I am studying the Halting Problem and I came across the following notation. I am not sure what it means. The context is as follows:
To prove that the Halting Problem is undecidable, we employ proof by contraction. Assume that the language $K = \{w \in \{0,1\}^* | M_w \ \text{stops for input w}\}$, is decidable. This means that the characteristic function $\chi_K$ is computable using a Turing Machine $M$. Now we can construct a Turing Machine $M'$ that simulates $M$. When the output is $0$, the $M$ stops and when the output is $1$, then $M$ goes in an endless loop. Let $w' := <M'>$ ...
What does $w' := <M'>$ mean in this context? Is it just that $M'$ is a Turing Machine that is encoded by $w'$?
Notice that Turing Machines are powerful enough to simulate other Turing Machines. We encode Turing Machines $M$ as words $\langle M \rangle$ and we can formulate the Halting Problem as a word problem for the language $L=\{\langle M \rangle \epsilon \langle \omega \rangle\ |\ M \text{ halts on input } \omega\}$ whereby $\langle M \rangle$ and $\langle \omega \rangle$ are encodings for $M$ and $\omega$ and $\epsilon$ is a separator.

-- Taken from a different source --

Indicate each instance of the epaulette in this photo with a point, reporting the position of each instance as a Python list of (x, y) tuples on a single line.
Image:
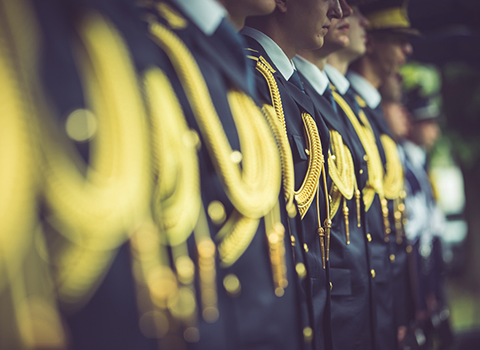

First denote $(M, \omega)$, whereby $M$ is a Turing Machine and $\omega$ some word of our input alphabet of $M$. Then the encoding of such a pair is often denoted by $\langle M, \omega \rangle$.
Since $\omega' \in \{0,1\}^*$ (which is our word encoding for which we could also write $\langle \omega' \rangle$), and $\langle M' \rangle$ denotes the encoding of the Turing Machine $M'$, it is indeed encoded by the binary word $\omega'$.
To summarize, we write $\langle M' \rangle$ to denote the encoding of the Turing Machine $M'$, and since $\omega'$ is an encoded word, $\omega' := \langle M' \rangle$ says that the encoding of $M'$ (which is $\langle M' \rangle)$ is given by $\omega'$.